Khan points to state medical boards as a source of resistance to changing these laws. Khan argues that state-run medical boards, often dubbed “quasi cartels,” aim to uphold their authority over licensure and practice boundaries. He maintains that they do so by resisting the expansion of telehealth—a move that could significantly benefit rural areas.
With only nominal public—that is, non-medical—representation on state medical boards, supermajorities of physicians on these boards hold their own private interests and often make decisions that diverge from public welfare objectives, including increasing access to care in rural communities, argues Khan.
States seeking to reduce pandemic-related flexibilities encounter obstacles, particularly with the Federal Trade Commission (FTC) contesting policies such as West Virginia’s attempt to limit the scope of practice of nurse practitioners. Khan highlights that efforts led by the FTC are challenging state policies that overly restrict scope of practice and access to telehealth, aiming to alleviate concerns about limitations that might impede competition and health care access. These efforts also involve addressing state licensing boards influenced by private interests to underscore the necessity for robust federal supervision in professional licensing systems.
Khan recommends that Congress enact national changes in physician licensing and allied health professionals’ practice constraints. He proposes establishing national physician licensing processes to streamline administrative workflows, offer portability and reciprocity of medical licenses, and set a national standard for telehealth delivery.

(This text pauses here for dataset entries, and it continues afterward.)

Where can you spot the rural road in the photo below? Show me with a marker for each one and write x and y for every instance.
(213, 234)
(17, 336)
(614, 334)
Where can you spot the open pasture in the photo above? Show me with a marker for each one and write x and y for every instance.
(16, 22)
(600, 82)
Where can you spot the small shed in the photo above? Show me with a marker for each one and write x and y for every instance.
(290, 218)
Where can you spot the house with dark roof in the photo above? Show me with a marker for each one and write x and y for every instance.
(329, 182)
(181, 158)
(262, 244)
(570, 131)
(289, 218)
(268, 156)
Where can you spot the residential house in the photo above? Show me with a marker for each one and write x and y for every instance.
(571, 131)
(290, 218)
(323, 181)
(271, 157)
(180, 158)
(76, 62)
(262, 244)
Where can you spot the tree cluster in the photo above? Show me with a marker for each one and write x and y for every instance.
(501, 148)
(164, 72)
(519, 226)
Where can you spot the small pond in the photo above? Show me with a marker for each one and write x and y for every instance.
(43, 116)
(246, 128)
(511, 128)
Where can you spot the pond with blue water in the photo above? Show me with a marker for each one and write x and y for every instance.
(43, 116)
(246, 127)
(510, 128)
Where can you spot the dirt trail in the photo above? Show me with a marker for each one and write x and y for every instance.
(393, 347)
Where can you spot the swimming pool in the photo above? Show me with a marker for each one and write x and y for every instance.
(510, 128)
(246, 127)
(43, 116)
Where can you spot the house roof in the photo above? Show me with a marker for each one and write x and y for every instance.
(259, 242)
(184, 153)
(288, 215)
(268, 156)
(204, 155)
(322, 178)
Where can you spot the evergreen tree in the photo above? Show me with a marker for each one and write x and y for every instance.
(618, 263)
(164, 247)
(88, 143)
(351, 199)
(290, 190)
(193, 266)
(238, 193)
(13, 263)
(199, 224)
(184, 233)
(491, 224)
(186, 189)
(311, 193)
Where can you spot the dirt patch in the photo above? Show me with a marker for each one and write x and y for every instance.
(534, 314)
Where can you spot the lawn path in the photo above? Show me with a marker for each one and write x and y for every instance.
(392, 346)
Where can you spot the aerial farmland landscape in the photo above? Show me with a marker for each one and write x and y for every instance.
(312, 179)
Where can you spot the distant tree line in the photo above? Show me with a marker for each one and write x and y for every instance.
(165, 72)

Khan also argues that Congress should expand practice eligibility for allied health professionals, including nurse practitioners and physician assistants, based on their education, training, and proven clinical outcomes. These professionals can then leverage AI technologies for better diagnostics and treatment. He notes that prioritizing competency over existing old hierarchies will break outdated barriers protecting only physicians, enhance health care efficiency, and address physician shortages.
Increasing the number of professionals who can provide telehealth services allows federal regualtors to address inconsistencies in telehealth and practice scope across state lines while allowing states to retain control over in-person medical care, Khan explains.
According to many observers, the COVID-19 pandemic exposed the urgent need for telehealth and highlighted the limitations of out-of-state medical license requirements and practice eligibility standards for allied health care professionals.
Without these changes, though, the U.S. health care system will revert back to a pre-pandemic era of inaccessibility for rural populations, concludes Khan.